Henri se présenta devant la ville avec la bannière de Bretagne ; Olivier, s’imaginant qu’il venait à son secours, lui fit ouvrir les portes et le laissa entrer avec ses gens. Henri se saisit aussitôt de la personne de son frère, en lui disant : « Messire Olivier, vous êtes mon prisonnier. » Olivier, croyant d’abord à une plaisanterie, répondit gaiement : « Ce fait d’armes sera suivi de bonne fête. – Pas tant que vous croyez, répliqua Henri. – Comment ! s’écria Olivier, qui se voyait entouré par les soldats de Montfort, je me suis confié en vous, et je pensois que vous veniez ici pour m’aider à garder cette ville et ce chastel ! – Beau sire, dit Henri, je me mets en saisine (je vous prends) de par le comte de Montfort, qui est actuellement duc de Bretagne, et à qui j’ai fait féauté et hommage, et toute la plus grande partie du pays ; il convient que vous obéissiez aussi, et mieux vaut par amour que par force, et vous en saura mon seigneur le comte bien meilleur gré. »

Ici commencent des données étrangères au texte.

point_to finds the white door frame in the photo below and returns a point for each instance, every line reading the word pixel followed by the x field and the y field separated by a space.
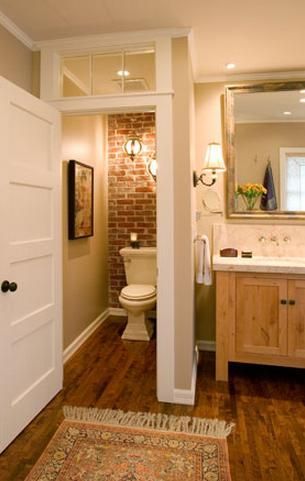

Olivier se laissa persuader, et livra Hennebon à Montfort ; celui-ci y mit une garnison, et alla aussitôt à Vannes, qui lui ouvrit ses portes et le reconnut pour duc de Bretagne. Ensuite il mit le siège devant le château de la Roche-Périon, où commandait Olivier de Clisson. Ce fut en vain que Montfort employa les promesses et les menaces pour gagner ce fier chevalier ; il se vit obligé de lever le siège pour aller attaquer Auray. Il aurait peut-être encore été contraint de renoncer à prendre cette place, où s’étaient retirés Geoffroy de Malestroit, sire de Kaer, et Olivier de Trésiguidy, si Henri de Léon, le premier des seigneurs bretons s’étaient déclarés pour lui, ne leur eût persuadé de reconnaître le comte, qui leur laissa le commandement de la cité. Montfort s’empara ensuite de Carhaix, que l’évêque de Léon remit lui-même en sa puissance.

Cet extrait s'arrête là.